Two amphotericins, amphotericin A and amphotericin B, are known, but only B is used clinically, because it is significantly more active in vivo. Amphotericin A is almost identical to amphotericin B (having a double C=C bond between the 27th and 28th carbons), but has little antifungal activity.
Mechanism of toxicity
Mammalian and fungal membranes both contain sterols, a primary membrane target for amphotericin B. Because mammalian and fungal membranes are similar in structure and composition, this is one mechanism by which amphotericin B causes cellular toxicity. Amphotericin B molecules can form pores in the host membrane as well as the fungal membrane. This impairment in membrane barrier function can have lethal effects. Ergosterol, the fungal sterol, is more sensitive to amphotericin B than cholesterol, the common mammalian sterol. Reactivity with the membrane is also sterol concentration dependent. Bacteria are not affected as their cell membranes do not contain sterols.
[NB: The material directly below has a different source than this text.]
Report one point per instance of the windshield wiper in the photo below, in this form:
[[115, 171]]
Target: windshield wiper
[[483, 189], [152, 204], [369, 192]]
The natural route to synthesis includes polyketide synthase components. The carbon chains of Amphotericin B are assembled from sixteen ‘C2’ acetate and three ‘C3’propionate units by polyketide synthases (PKSs). Polyketide biosynthesis begins with the decarboxylative condensation of a dicarboxylic acid extender unit with a starter acyl unit to form a β-ketoacyl intermediate. The growing chain is constructed by a series of Claisen reactions. Within each module, the extender units are loaded onto the current ACP domain by acetyl transferase (AT). The ACP-bound elongation group reacts in a Claisen condensation with the KS-bound polyketide chain. Ketoreductase (KR), dehydratase (DH) and enoyl reductase (ER) enzymes may also be present to form alcohol, double bonds or single bonds. After cyclisation, the macrolactone core undergoes further modification by hydroxylation, methylation and glycosylation. The order of these processes is unknown.
It was originally extracted from Streptomyces nodosus, a filamentous bacterium, in 1955, at the Squibb Institute for Medical Research from cultures of an undescribed streptomycete isolated from the soil collected in the Orinoco River region of Venezuela. Two antifungal substances were isolated from the soil culture, Amphotericin A and Amphotericin B, but B had better antifungal activity. For decades it remained it the only effective therapy for invasive fungal disease until the development of the azole antifungals in the early 1980s.
Its complete stereo structure was determined in 1970 by an X-ray structure of the N-iodoacetyl derivative. The first synthesis of the compound's naturally occurring enantiomeric form was achieved in 1987.